İsrail, Hamas'ı 'ölümcül darbeyle' tehdit etti

Fotoğraf: Reuters
Fotoğraf: Reuters
TT

İsrail, Hamas'ı 'ölümcül darbeyle' tehdit etti

Fotoğraf: Reuters
Fotoğraf: Reuters

Yedi gün süren ateşkesin ardından bu sabah Gazze’de savaş yeniden başladı. İsrail uçakları, onlarca kişinin ölümüne yol açan şiddetli saldırılar düzenlerken, Filistinli grupların Gazze'den İsrail kasabalarına füze fırlattığı bildirildi. Gazze'deki Sağlık Bakanlığı, İsrail uçakları ve topçuları Gazze Şeridi'nin kuzey, güney ve merkezindeki birçok bölgeye saldırı düzenlemesinin ardından 60 kişinin öldüğünü duyurdu.

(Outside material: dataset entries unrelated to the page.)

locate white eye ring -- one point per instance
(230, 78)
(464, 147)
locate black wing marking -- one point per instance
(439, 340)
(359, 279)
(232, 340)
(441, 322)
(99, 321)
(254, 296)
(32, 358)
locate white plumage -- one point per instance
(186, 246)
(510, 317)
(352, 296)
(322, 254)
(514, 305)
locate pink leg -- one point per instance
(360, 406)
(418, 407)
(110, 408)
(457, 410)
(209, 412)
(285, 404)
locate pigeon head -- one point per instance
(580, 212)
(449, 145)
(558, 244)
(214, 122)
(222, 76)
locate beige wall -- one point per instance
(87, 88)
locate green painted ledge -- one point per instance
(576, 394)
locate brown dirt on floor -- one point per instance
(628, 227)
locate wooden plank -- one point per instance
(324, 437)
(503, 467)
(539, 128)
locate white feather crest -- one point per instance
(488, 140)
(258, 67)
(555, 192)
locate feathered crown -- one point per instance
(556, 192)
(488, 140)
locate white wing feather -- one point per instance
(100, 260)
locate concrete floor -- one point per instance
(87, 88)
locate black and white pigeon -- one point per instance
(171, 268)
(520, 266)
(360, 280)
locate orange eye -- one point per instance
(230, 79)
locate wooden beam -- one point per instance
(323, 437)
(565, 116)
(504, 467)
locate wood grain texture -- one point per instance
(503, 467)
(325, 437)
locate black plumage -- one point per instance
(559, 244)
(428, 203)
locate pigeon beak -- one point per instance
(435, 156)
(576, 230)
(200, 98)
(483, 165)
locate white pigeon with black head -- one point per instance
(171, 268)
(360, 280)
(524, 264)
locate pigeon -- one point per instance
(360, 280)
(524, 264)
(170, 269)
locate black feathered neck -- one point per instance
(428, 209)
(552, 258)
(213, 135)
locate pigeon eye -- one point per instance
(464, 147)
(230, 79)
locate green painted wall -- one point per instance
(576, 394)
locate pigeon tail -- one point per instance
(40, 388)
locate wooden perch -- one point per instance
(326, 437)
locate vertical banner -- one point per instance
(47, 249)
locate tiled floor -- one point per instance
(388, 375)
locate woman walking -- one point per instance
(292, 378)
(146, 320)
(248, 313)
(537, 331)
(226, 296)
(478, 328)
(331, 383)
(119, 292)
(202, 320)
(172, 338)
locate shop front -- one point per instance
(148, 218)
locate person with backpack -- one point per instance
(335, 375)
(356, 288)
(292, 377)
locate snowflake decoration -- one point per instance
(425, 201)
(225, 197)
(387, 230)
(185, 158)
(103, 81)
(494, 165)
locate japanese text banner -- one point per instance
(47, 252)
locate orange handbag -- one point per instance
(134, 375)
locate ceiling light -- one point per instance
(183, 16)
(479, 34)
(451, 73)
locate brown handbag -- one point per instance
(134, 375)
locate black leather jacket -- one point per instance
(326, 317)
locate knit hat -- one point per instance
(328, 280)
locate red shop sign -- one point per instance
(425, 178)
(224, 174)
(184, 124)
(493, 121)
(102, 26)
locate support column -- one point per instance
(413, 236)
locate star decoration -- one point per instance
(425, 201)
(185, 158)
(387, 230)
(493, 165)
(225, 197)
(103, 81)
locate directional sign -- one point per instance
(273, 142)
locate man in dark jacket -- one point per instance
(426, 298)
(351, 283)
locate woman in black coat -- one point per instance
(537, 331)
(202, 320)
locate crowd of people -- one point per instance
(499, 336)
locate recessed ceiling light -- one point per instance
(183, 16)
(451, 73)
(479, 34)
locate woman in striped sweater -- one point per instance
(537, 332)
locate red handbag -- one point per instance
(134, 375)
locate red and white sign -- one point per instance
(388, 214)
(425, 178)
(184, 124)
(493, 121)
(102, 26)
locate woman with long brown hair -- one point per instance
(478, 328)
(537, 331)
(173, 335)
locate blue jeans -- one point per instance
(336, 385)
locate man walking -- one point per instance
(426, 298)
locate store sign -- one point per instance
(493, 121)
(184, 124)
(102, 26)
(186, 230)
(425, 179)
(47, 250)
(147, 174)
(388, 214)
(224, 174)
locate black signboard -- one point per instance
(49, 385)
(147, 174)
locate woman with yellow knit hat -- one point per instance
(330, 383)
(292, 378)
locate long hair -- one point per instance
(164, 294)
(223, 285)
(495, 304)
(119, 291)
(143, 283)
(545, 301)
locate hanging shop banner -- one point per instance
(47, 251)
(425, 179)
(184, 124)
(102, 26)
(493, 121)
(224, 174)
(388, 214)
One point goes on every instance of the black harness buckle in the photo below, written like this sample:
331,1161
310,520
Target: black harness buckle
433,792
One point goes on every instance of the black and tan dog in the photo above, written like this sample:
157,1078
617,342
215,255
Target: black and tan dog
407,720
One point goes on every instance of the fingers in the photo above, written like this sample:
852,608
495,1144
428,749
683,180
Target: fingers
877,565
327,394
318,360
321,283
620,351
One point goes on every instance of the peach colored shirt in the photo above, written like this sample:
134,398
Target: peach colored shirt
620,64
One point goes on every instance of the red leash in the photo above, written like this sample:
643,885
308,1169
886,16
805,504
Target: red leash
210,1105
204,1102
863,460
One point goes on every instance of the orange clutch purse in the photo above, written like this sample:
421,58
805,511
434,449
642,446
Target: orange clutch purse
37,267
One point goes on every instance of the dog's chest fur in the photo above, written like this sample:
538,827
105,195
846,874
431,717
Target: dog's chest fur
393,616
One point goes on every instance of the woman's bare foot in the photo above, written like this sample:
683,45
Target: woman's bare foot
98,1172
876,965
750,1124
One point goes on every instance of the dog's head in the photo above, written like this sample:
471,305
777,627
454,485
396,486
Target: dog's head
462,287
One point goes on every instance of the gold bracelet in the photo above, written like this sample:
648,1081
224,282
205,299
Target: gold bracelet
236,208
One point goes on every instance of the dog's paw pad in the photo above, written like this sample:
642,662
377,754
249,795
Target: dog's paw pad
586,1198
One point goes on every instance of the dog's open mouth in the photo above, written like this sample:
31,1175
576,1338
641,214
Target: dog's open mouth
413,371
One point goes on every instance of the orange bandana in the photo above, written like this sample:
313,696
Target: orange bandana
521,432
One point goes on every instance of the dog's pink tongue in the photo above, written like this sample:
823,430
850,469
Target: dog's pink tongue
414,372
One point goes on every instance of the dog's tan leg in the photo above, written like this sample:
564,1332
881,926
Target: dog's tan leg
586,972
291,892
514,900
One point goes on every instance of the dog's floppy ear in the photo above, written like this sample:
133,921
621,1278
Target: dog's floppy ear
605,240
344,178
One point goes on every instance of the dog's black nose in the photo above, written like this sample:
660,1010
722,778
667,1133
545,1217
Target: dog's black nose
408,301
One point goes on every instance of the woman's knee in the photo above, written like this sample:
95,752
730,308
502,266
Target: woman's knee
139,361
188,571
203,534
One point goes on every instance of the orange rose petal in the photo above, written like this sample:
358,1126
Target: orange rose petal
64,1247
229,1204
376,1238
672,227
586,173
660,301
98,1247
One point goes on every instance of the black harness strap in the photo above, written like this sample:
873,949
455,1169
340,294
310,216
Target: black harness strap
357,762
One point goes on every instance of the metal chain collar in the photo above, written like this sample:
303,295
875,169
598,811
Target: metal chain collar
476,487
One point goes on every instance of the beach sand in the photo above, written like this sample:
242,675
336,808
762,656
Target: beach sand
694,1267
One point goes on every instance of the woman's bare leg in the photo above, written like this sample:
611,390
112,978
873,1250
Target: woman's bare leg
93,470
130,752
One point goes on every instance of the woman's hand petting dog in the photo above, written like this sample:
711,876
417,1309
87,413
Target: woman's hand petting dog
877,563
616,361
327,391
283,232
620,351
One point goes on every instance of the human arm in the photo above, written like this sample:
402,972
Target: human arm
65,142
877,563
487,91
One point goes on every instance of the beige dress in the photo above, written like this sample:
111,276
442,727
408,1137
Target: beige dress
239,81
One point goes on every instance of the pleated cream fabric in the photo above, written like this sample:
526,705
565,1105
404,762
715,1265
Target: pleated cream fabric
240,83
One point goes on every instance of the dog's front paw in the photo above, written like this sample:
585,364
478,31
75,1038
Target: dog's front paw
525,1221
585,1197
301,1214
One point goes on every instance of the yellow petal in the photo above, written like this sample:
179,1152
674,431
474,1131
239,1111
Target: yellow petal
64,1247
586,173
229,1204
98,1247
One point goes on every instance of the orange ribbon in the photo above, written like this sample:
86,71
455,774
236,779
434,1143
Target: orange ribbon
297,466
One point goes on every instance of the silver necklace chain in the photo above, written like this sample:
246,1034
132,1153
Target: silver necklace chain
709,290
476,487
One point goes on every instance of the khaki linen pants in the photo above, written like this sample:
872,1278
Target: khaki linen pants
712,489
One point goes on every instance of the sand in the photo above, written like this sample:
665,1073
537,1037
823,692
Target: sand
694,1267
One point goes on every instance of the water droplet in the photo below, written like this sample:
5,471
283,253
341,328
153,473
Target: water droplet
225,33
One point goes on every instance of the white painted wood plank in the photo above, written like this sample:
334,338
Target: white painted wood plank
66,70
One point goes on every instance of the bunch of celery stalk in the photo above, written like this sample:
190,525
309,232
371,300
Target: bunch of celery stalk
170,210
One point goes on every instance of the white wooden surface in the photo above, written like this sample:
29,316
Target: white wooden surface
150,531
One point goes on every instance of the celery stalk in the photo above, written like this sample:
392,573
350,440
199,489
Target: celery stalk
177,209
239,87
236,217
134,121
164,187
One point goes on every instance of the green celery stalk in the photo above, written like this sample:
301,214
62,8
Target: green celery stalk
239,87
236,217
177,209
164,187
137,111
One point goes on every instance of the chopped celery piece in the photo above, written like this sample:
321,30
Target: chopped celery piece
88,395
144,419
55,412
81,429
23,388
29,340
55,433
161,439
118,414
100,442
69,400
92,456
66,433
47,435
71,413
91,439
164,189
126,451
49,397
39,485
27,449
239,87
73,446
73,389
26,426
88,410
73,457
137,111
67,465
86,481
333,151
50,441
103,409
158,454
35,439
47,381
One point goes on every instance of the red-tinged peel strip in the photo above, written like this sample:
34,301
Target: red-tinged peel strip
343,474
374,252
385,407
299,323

Bu, İsrail hükümeti sözcüsü Hamas'ın ateşkesin sona ermesinden saatler sonra "ölümcül bir darbe" tehdidinde bulunduğu bir zamanda gerçekleşti. İsrail hükümeti sözcüsü Elon Levy basın açıklamasında, Hamas’ın ölümcül bir darbe alacağını ifade ederek, Hamas’ı ateşkesin yürürlükteki anlaşma uyarınca uzatılması halinde Filistinli tutuklular karşılığında serbest bırakmayı planladığı rehinelerin listesini teslim etmemekle suçladı. Levy, “Ne yazık ki Hamas, kaçırılan kadınların tamamını serbest bırakmayarak ateşkesi sona erdirmeye karar verdi” dedi. Ancak İsrail Yayın Kurumu daha sonra adı açıklanmayan bir İsrailli kaynağın, Hamas'ın "kaçırılan kadınları" serbest bırakma sözü vermesi halinde İsrail'in çatışmaları bir gün durdurmaya hazır olduğunu söylediğini aktardı. Kaynak, "Gazze Şeridi'ndeki savaşın Hamas hareketi ortadan kaldırılıncaya kadar devam edeceğini" ve İsrail'in müzakerelere dönme niyetinde olmadığını söyledi. Ancak Hamas'ın kaçırılan kadınları geri vermesi halinde İsrail'in savaş operasyonlarını bir gün askıya almaya hazır olduğunu bildirdi. Kaynak, “Tahminler, Hamas'ın kaçırılan kişileri serbest bırakma isteğini açıklamasına kadar birkaç gün süren çatışmaların sürebileceğini gösteriyor” dedi.  AWP’nin haberine göre, kaynak Hamas hareketine on kadından oluşan bir liste sunmaya çağrısında bulunulduğunu ve "ardından üzerinde anlaşılan kriterlere göre bir günlük ateşkesin uygulanabileceğini söyledi.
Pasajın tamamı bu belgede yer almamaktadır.